Peter Thompson, LucidLink founder and CEO, told us: "LucidLink has been streaming files from the cloud at petabyte scale for 10 years. LucidLink Connect brings that proven capability to existing data, making it instantly usable without forcing customers to change where it lives or how their systems work."
The Filespaces cloud store is object-based with LucidLink overlaying its proprietary format on top. Up until now, existing customer data has had to be ingested into Filespaces.
This could be useful for application spaces that involve lots of large files, such as media and entertainment (M&E), where LucidLink is well known, architecture, engineering and construction (AEC), media and digital asset management (MAM and DAM), enterprises and, in the last couple of years, AI training and inference. Groups of local users can transparently share a single level 2 TeamCache – a pass-through cache – reducing the network bandwidth needed to stream file data directly to each and every one of them. This TeamCache technology is currently in an early access phase.
Thompson told us, "More and more of our customers would come to us and say, 'Hey, we actually have huge libraries already out there that we would like to activate. We would like to take these petabytes worth of files that we've created or media assets or footage, and we want to access that into a workspace.' So we do the collaboration within the workspace, but we would like to activate these already existing files in object storage without ingesting them, without moving them"
Existing file-based workflows can now have S3 datasets included within them, extending LucidLink's reach. Customers can continue working with files in their original format, structure and location.
The activation is done through LucidLink APIs and effectively by extracting metadata. Chief product officer Richard Yu told us, "We... are given access to the existing S3 libraries and the data that's already there. And our technology... basically allows the user to create LucidLink metadata that then enables us to stream and bring down parts and pieces of those existing libraries as the end user requires them. That's how then we can represent all those native S3 libraries as directories, folders, and files in the same LucidLink representation of a file system."

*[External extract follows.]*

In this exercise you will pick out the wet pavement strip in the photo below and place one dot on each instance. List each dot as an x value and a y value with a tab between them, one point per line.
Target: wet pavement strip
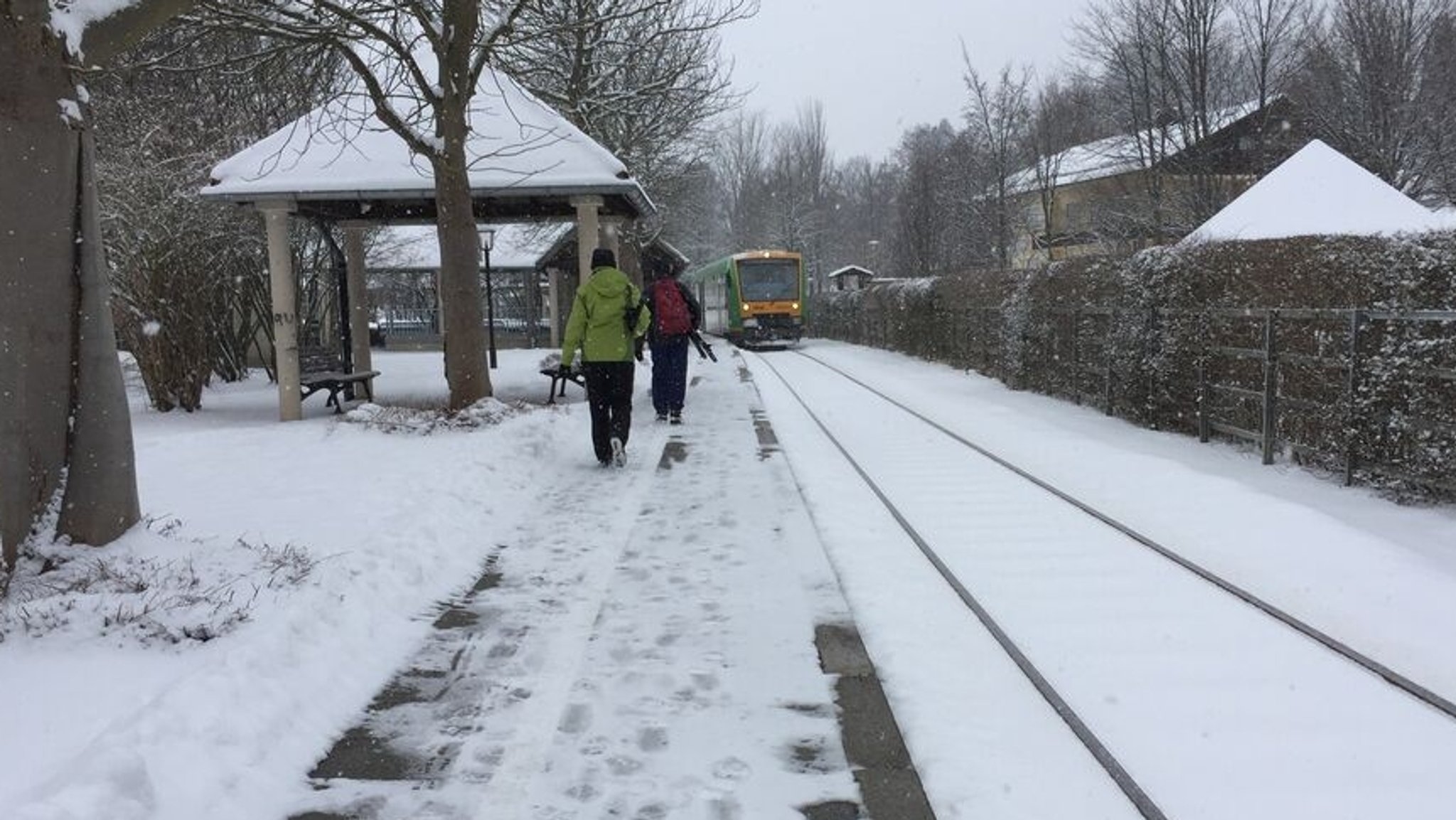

Customer developers, he said, have "programmatic access to our tools with APIs and software development kits so that we have large customers actually orchestrating and building custom solutions using these APIs and SDKs." (Note that linking via CLI will be enabled in a future release.)
This enables LucidLink to step outwards from its M&E heartland. As Yu explained, "We become much more of a horizontally applicable product platform. We have customers today in other industries that already leveraged LucidLink to manage their large files and large-file collaboration, architecture, engineering, construction, healthcare, very secure datasets and FinServe and government use cases."
In a way, he says, "I think we've kind of come full circle to having that technology, finding initial product-market fit in media and entertainment workflows, and then now becoming much more horizontal, and even being considered and discussed and tested for AI-type workloads."
We recently reported on the competing Suite Studios product, which enables customers to stream byte-range portions of large files stored as S3 objects. The users also get local disk-like performance.
he Connect product is available now on LucidLink Enterprise plans, and purchasing via AWS Marketplace is coming soon. Read a LucidLink Connect technical overview here. S3-compatible stores are supported now. Azure Blob storage support is planned, as is support for other non-object storage types, and also TeamCache.